By: Mark H. Goodrich – Copyright © 2011
Since the introduction of the Boeing 767 in the early 1980s, design standards, operational performance and use protocols of automated aircraft systems have been the proverbial “800 pound gorilla” – central to many issues regarding airplane design, training, standards, procedures, incidents and accidents, and yet a topic that few want to address directly.
Over the past thirty years, I have been retained by airlines, insurors and government agencies to investigate hundreds of incidents and dozens of accidents in which automation issues were causal to some greater or lesser extent. I have also been retained by airlines and training centers to survey safety of operations, report on training requirements, evaluate training effectiveness, and draft curricula. As an instructor and check airmen, I have trained and observed the ways in which airlines, military services, training centers and flight crews worldwide address automation issues in simulator, base, and line training. As a design engineer and test pilot, I have worked on automation issues in the context of design and certification projects, including conduct of flight test phases. And, as one who made the quantum leap from the so-called “steam gauge” environment to automated flight decks in the 1980s, and has since become rated to operate substantially all of the transport category airplane types of Airbus, Boeing and McDonnell-Douglas equipped with Electronic Flight Instrument Systems (EFIS) and computerized Flight Management Systems (FMS), I have been personal witness to the checkered way in which automation has been developed by manufacturers, and incorporated by the user community of airlines and military services.
The recent incident with an Airbus A380 operated by Qantas (Qantas Flight Number 32, or QF032) has once again brought automation issues to the fore. Fortunately, no loss of life resulted, but unfortunately, the path is already set for industry, labor and the international aviation regulators to address the lessons of QF032 in much the same way as has become traditional. Statements will be made about how things must change. Orders, directives and regulations will be promulgated that appear – at least to the trade press and the less than well-informed public – to “keep this from ever happening again”. But, those responses will miss the critical marks and instead reflect a tacit agreement by corporate interests and governments to create the appearance of solution without addressing the central issues, requiring much expenditure, or significantly changing how things have been done.
At first blush, that may sound like a result dictated by the large moneyed interests of the corporatocracy, but the true facts are that all of the involved parties come to a similar result through their respectively perceived interests. I use the word “perceived”, because those true facts are that acknowledgement of their real interests over the long-term would bring all of the parties to a much different and even more aligned course of action.

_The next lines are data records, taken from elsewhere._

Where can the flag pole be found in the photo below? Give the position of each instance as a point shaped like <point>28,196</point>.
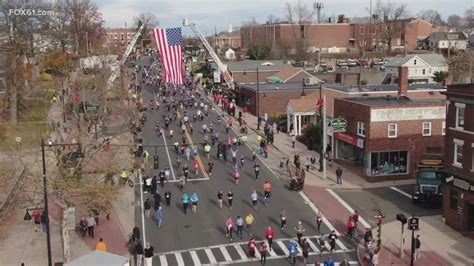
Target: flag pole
<point>324,135</point>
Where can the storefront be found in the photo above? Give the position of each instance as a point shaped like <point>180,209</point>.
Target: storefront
<point>388,163</point>
<point>349,148</point>
<point>458,203</point>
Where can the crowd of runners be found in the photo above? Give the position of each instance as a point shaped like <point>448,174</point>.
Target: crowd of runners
<point>187,108</point>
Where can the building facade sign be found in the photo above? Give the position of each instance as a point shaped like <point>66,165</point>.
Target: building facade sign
<point>350,139</point>
<point>407,114</point>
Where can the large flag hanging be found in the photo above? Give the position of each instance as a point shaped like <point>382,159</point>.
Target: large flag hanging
<point>169,43</point>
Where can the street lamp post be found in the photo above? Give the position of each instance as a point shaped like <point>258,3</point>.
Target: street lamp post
<point>45,194</point>
<point>321,123</point>
<point>258,102</point>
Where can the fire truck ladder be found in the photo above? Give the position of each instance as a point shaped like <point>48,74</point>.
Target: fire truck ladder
<point>116,69</point>
<point>222,70</point>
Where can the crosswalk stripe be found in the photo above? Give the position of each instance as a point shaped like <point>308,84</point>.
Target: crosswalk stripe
<point>257,253</point>
<point>312,245</point>
<point>225,254</point>
<point>179,259</point>
<point>283,247</point>
<point>163,261</point>
<point>195,258</point>
<point>211,257</point>
<point>240,251</point>
<point>272,252</point>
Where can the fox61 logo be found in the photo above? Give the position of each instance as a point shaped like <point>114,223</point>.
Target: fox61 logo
<point>29,12</point>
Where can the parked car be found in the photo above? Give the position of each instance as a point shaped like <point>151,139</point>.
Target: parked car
<point>363,62</point>
<point>341,63</point>
<point>351,62</point>
<point>88,106</point>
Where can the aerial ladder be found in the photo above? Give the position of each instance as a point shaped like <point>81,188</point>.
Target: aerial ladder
<point>116,69</point>
<point>220,67</point>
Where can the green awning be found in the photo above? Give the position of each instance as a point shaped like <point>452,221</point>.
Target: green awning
<point>274,79</point>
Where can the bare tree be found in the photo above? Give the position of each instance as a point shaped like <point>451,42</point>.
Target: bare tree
<point>455,21</point>
<point>272,19</point>
<point>390,15</point>
<point>432,16</point>
<point>460,66</point>
<point>251,22</point>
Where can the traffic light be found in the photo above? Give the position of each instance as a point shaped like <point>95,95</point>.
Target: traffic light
<point>402,218</point>
<point>156,162</point>
<point>413,223</point>
<point>270,138</point>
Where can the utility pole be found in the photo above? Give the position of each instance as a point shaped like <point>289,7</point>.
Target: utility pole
<point>318,6</point>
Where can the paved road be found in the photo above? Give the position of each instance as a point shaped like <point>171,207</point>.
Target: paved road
<point>391,201</point>
<point>196,233</point>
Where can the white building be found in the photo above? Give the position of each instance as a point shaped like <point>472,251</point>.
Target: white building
<point>445,40</point>
<point>230,54</point>
<point>421,67</point>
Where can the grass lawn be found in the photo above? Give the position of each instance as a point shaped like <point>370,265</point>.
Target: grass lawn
<point>32,126</point>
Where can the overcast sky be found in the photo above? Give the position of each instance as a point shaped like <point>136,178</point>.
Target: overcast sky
<point>209,14</point>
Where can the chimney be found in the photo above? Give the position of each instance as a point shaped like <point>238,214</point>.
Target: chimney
<point>446,83</point>
<point>403,81</point>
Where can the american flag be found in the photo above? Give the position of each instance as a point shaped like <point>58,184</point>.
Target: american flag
<point>169,43</point>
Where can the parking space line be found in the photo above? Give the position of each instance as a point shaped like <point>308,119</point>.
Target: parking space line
<point>195,258</point>
<point>349,208</point>
<point>179,259</point>
<point>163,261</point>
<point>401,192</point>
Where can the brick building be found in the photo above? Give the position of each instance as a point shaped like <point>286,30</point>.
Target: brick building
<point>385,137</point>
<point>458,190</point>
<point>344,36</point>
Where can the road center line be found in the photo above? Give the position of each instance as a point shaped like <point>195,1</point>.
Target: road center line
<point>401,192</point>
<point>169,158</point>
<point>349,208</point>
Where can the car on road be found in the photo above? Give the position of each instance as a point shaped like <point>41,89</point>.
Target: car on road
<point>87,106</point>
<point>341,63</point>
<point>351,62</point>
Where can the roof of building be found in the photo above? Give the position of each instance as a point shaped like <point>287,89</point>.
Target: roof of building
<point>389,100</point>
<point>444,35</point>
<point>251,65</point>
<point>302,105</point>
<point>265,87</point>
<point>430,59</point>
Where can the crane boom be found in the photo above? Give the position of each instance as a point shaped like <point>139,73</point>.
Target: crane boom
<point>222,70</point>
<point>116,69</point>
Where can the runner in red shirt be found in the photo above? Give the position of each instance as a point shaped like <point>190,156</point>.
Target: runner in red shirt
<point>269,233</point>
<point>251,245</point>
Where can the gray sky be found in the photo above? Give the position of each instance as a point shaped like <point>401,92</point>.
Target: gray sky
<point>208,14</point>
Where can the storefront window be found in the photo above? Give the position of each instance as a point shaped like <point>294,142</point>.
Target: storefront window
<point>387,163</point>
<point>348,152</point>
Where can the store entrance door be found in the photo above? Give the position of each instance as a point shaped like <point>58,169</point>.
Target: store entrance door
<point>470,218</point>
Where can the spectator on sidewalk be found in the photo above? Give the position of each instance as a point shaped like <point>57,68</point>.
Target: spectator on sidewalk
<point>138,252</point>
<point>159,216</point>
<point>101,245</point>
<point>90,225</point>
<point>417,247</point>
<point>339,175</point>
<point>147,207</point>
<point>148,254</point>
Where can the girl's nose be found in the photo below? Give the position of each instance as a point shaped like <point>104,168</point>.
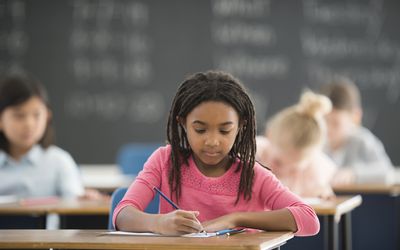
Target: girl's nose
<point>212,141</point>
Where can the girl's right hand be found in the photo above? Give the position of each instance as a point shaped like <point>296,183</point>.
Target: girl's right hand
<point>178,222</point>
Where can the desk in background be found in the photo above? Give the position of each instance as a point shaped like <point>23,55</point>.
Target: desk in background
<point>105,178</point>
<point>95,213</point>
<point>91,239</point>
<point>336,220</point>
<point>376,224</point>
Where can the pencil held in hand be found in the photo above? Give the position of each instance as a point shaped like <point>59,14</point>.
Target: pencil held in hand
<point>175,206</point>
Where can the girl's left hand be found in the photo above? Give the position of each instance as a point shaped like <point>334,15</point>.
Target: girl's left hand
<point>220,223</point>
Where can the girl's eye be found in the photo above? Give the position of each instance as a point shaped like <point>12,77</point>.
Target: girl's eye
<point>18,115</point>
<point>200,131</point>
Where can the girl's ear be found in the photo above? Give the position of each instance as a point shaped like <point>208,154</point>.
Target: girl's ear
<point>181,121</point>
<point>49,115</point>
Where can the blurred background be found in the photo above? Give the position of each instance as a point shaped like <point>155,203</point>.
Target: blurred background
<point>112,67</point>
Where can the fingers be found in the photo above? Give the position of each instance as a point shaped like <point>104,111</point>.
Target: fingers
<point>190,220</point>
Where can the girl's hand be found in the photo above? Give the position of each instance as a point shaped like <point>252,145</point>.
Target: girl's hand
<point>178,222</point>
<point>220,223</point>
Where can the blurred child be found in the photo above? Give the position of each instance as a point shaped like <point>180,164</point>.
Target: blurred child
<point>293,149</point>
<point>359,154</point>
<point>208,169</point>
<point>30,166</point>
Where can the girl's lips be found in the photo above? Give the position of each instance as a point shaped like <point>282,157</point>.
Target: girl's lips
<point>211,153</point>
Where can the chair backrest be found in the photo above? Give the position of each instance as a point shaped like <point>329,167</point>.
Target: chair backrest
<point>117,196</point>
<point>131,157</point>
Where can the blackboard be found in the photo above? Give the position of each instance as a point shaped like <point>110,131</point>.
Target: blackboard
<point>112,67</point>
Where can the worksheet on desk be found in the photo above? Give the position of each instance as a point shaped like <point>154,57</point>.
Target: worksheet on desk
<point>193,235</point>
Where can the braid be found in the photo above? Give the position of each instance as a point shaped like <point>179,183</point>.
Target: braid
<point>212,86</point>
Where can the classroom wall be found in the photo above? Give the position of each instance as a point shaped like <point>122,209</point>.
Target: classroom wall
<point>112,67</point>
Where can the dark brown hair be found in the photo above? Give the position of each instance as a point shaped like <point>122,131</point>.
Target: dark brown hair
<point>15,90</point>
<point>221,87</point>
<point>343,94</point>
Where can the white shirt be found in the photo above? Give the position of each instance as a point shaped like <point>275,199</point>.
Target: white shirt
<point>365,154</point>
<point>41,172</point>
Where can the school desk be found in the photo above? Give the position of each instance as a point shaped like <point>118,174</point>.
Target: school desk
<point>64,208</point>
<point>332,211</point>
<point>93,239</point>
<point>105,178</point>
<point>379,216</point>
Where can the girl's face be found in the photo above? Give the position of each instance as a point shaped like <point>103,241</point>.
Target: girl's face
<point>24,125</point>
<point>211,129</point>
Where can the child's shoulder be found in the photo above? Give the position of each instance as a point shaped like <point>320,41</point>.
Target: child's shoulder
<point>363,135</point>
<point>55,153</point>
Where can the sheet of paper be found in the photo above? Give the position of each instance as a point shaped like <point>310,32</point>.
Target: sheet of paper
<point>8,199</point>
<point>193,235</point>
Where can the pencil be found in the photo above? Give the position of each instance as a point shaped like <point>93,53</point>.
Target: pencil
<point>171,202</point>
<point>166,198</point>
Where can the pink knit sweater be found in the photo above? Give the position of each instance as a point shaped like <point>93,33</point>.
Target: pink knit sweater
<point>215,196</point>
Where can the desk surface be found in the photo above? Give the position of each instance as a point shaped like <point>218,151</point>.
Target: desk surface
<point>62,207</point>
<point>391,189</point>
<point>338,206</point>
<point>92,239</point>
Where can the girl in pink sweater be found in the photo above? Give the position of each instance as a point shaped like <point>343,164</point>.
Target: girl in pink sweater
<point>208,169</point>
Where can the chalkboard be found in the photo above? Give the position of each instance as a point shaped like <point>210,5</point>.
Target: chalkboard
<point>112,67</point>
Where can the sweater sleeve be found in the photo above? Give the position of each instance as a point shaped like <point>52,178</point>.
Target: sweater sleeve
<point>276,196</point>
<point>140,193</point>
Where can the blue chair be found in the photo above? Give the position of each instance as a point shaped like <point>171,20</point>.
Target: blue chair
<point>117,196</point>
<point>131,157</point>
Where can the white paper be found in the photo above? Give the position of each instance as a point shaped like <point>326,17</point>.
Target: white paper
<point>8,199</point>
<point>193,235</point>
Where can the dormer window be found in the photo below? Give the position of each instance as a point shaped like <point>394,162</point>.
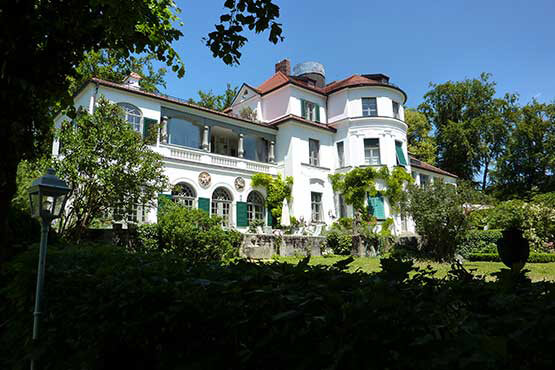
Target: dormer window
<point>132,115</point>
<point>400,154</point>
<point>369,107</point>
<point>310,110</point>
<point>396,110</point>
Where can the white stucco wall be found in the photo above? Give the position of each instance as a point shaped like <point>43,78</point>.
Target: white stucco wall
<point>295,102</point>
<point>293,150</point>
<point>348,102</point>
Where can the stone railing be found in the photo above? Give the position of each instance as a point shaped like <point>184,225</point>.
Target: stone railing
<point>264,246</point>
<point>204,157</point>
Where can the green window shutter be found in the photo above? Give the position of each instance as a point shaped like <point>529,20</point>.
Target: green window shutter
<point>162,198</point>
<point>149,131</point>
<point>270,218</point>
<point>242,218</point>
<point>303,108</point>
<point>400,155</point>
<point>204,204</point>
<point>376,207</point>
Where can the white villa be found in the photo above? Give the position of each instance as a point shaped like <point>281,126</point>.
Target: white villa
<point>304,128</point>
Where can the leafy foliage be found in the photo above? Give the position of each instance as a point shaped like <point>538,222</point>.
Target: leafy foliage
<point>106,164</point>
<point>277,189</point>
<point>494,257</point>
<point>114,65</point>
<point>360,182</point>
<point>439,215</point>
<point>527,164</point>
<point>257,15</point>
<point>471,125</point>
<point>536,219</point>
<point>43,42</point>
<point>160,313</point>
<point>217,102</point>
<point>420,141</point>
<point>479,241</point>
<point>194,235</point>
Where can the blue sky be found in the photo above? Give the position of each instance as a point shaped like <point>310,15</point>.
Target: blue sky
<point>414,42</point>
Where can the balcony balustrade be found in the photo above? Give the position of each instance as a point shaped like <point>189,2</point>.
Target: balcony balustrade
<point>204,158</point>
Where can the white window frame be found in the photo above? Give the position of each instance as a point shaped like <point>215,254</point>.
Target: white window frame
<point>393,105</point>
<point>368,111</point>
<point>221,206</point>
<point>314,156</point>
<point>340,158</point>
<point>316,207</point>
<point>255,206</point>
<point>131,112</point>
<point>185,196</point>
<point>370,157</point>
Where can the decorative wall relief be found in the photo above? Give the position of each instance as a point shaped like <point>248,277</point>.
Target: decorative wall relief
<point>204,179</point>
<point>239,184</point>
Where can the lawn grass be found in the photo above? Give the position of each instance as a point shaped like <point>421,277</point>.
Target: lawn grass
<point>538,271</point>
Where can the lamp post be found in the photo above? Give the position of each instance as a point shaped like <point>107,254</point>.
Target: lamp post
<point>47,196</point>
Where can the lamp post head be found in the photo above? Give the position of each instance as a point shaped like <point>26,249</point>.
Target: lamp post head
<point>47,196</point>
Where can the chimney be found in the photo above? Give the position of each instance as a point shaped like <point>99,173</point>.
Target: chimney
<point>284,67</point>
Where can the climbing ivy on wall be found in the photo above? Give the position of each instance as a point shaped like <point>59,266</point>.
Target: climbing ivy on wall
<point>277,189</point>
<point>357,183</point>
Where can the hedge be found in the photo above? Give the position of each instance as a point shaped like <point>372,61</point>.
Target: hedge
<point>494,257</point>
<point>479,241</point>
<point>108,309</point>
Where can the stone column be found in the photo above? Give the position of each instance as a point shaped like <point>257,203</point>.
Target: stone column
<point>164,130</point>
<point>205,140</point>
<point>271,156</point>
<point>241,150</point>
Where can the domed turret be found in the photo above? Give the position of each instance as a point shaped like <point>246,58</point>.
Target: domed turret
<point>311,70</point>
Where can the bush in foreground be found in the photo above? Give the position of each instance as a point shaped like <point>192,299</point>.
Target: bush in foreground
<point>191,234</point>
<point>109,309</point>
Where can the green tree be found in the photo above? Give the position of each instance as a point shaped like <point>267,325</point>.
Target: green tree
<point>42,42</point>
<point>439,215</point>
<point>106,164</point>
<point>217,102</point>
<point>113,65</point>
<point>277,189</point>
<point>471,125</point>
<point>527,164</point>
<point>420,142</point>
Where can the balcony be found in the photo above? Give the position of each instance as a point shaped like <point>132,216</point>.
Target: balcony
<point>206,158</point>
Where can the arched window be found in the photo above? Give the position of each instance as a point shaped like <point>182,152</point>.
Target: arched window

Airplane manufacturers cater to the perceived desires of airline customers, and to the lessors that now own most airplanes operated by airlines worldwide. If managers at airlines and lessors believe costs are reduced by using more automation, requiring less experienced flight crews and less training, the die is cast in the perception of the airplane manufacturers for designing towards an ever higher level of automation. Lessors may be airplane owners, but they perceive themselves only as bankers, with no interest in how the airplanes operate in fact, how well they are maintained or any of the other myriad details that actually impact long-term airplane airworthiness, value and safety. So long as insurance is in effect, lessors believe they are immune from responsibility or adverse impact, and the decisions they make in terms of requirements upon the selling manufacturer, installed equipment and systems, continuing airworthiness through quality maintenance, and standards of the operating lessee-airlines, are driven solely by short-term profit, balanced with the special tax benefits for lessors hidden by legislatures worldwide within their respective revenue codes.
Airline managers see costs for training as pure expense, and the offer from manufacturers to reduce those costs through automation looks like free money to bean counters with little appreciation for operating realities. Lured in by the false promises that automation turns lead into gold, airline managers make the manuals ever thinner, and the training ever shorter, relying more upon computer-based training to minimum standards, and less upon a determination of whether flight crews have actually learned enough to safely and efficiently operate the airplanes to which assigned. Some argue that pilots and their unions are the check and balance on safety and adequacy of training, but perceived self-interests over the short term also drive the position of labor. Pilots want the same thinner manuals, with less to read and less upon which to be tested. Fewer memory items and thinner manuals mean there is less upon which a check ride failure can be based.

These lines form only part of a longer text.